Joel is a prophet surrounded by mystery.
We know very little about the prophet Joel.
We do not even know what time period he prophesied in.
Perhaps that makes what he proclaims somehow fitting for any time.
Before getting to our main Scripture reading, let me give you some snapshots from early in Joel.
Joel 1:4
What the cutting locust left,
the swarming locust has eaten.
What the swarming locust left,
the hopping locust has eaten,
and what the hopping locust left,
the destroying locust has eaten.
Locust. Those plant-eating flying grasshoppers that reaped destruction wherever they went.
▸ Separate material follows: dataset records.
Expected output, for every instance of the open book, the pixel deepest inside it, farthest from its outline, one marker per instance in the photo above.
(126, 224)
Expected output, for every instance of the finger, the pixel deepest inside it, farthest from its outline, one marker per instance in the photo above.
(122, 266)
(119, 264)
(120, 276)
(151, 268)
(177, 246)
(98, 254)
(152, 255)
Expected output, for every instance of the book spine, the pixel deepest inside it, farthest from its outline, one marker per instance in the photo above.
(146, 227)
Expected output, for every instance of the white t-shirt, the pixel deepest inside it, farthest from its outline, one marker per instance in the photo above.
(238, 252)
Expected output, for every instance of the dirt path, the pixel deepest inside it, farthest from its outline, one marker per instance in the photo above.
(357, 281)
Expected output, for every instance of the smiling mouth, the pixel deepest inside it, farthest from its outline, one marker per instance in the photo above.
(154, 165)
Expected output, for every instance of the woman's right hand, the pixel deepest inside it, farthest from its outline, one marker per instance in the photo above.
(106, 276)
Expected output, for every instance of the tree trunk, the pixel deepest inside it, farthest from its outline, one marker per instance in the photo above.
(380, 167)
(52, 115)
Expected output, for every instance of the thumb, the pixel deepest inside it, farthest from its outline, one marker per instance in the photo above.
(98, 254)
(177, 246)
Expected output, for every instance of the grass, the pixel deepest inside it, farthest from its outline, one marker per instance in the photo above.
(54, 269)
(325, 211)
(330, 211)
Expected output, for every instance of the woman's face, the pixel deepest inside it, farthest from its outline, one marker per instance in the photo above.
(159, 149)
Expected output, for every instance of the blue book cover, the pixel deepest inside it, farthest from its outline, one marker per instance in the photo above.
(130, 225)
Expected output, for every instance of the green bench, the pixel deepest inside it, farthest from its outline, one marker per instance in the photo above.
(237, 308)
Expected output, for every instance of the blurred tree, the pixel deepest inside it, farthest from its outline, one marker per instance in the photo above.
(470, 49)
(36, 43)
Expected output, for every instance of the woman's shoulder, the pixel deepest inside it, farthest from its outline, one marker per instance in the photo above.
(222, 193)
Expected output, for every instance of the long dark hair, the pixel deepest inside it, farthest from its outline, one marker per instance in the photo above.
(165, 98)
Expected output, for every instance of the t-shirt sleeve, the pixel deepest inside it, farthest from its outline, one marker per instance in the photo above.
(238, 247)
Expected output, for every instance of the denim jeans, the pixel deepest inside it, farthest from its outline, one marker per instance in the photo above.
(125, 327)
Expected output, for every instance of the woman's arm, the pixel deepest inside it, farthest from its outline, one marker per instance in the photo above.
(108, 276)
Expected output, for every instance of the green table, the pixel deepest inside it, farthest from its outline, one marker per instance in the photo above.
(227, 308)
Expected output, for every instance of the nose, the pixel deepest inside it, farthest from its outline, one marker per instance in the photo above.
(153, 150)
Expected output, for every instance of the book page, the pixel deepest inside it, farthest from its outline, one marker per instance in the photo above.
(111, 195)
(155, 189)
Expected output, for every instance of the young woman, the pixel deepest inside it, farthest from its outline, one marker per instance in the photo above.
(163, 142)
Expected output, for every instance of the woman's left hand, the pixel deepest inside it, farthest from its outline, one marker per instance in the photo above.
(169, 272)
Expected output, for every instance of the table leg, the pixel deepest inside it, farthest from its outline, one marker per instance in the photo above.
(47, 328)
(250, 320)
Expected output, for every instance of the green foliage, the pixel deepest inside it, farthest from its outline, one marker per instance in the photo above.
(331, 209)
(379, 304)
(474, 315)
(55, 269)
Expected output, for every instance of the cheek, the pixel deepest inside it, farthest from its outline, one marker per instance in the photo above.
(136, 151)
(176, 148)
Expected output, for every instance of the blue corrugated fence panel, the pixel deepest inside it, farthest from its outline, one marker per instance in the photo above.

Joel is clearly describing Nature out of whack.
Nature is off kilter.
We in the 21st century should be able to relate.
Just a few weeks ago, the United Nations brought out a Report on Climate Change. This report described our climate as out of whack,
causing nature to be out of whack
causing the displacement of millions
and adversely affecting billions.
Joel speaks of not only Nature being out of whack,
but of the Nations being out of whack too.
We hear this in snapshot # 2
Joel 1: 6
For a nation has invaded my land,
powerful and innumerable;
its teeth are lions’ teeth,
and it has the fangs of a lioness.
How can we hear these words today without thinking of the powerful and innumerable number of Russian forces now invading the land of Ukraine.
For the prophet Joel,
all these calamities in nature,
and all these calamities among the nations,
were about to bring devastation and destruction.[1]
For the prophet Joel,
all this pointed to the Day of the Lord.
Another way of expressing that Day is to call it
the Day of Reckoning, or the Day of Judgement.
This is how Joel puts it later in chapter 1:15
Alas for the day!
For the day of the Lord is near,
and as destruction from the Almighty it comes.
The prophet Joel wants us to know the Day of the Lord is near.
And what should our response be?
Joel presents two challenges in light of that coming Day.
The first challenge it to us – to the people of God.
Here is how he describes that challenge.
I. Joel 2: 11b-15
Truly the day of the Lord is great;
terrible indeed—who can endure it?
12 Yet even now, says the Lord,
return to me with all your heart,
with fasting, with weeping, and with mourning;
13 rend your hearts and not your clothing.
Return to the Lord, your God,
for he is gracious and merciful,
slow to anger, and abounding in steadfast love,
and relents from punishing.
14 Who knows whether he will not turn and relent,
and leave a blessing behind him,
a grain-offering and a drink-offering
for the Lord, your God?
Return to the Lord your God.
That is the great call of the prophet Joel.
Return to God.
Do so with great feeling – with weeping and mourning.
But also do so with actual actions – with fasting, and with setting aside
whatever sin hinders us from following the Lord.
Whatever sin hinders us from truly loving God and caring for his creation.
Whatever sin hinders us from truly loving our neighbor and treating them
like the image-bearers of God that they are.
That is what we will be doing this season of Lent –
we will be listening to the Minor Prophets
as they tell us what sins we need to set aside.
As they tell us what parts of our life we need to rethink,
and re-evaluate, and reform.
The call to Return to God is not a call to return to a hard, and harsh, and punishing God. No, Joel reminds us that the call to return
is made to a Prodigal People who have wandered away
from a loving Father who patiently and eagerly waits for their return.
This Father is gracious and merciful.
This Father wants nothing more than to wrap his arms around us,
and to embrace us in his love.
This, then, is the challenge to each and every one of us –
Return to the Lord your God.
We say the same thing at our Ash Wednesday service:
Repent and believe the good news of the gospel.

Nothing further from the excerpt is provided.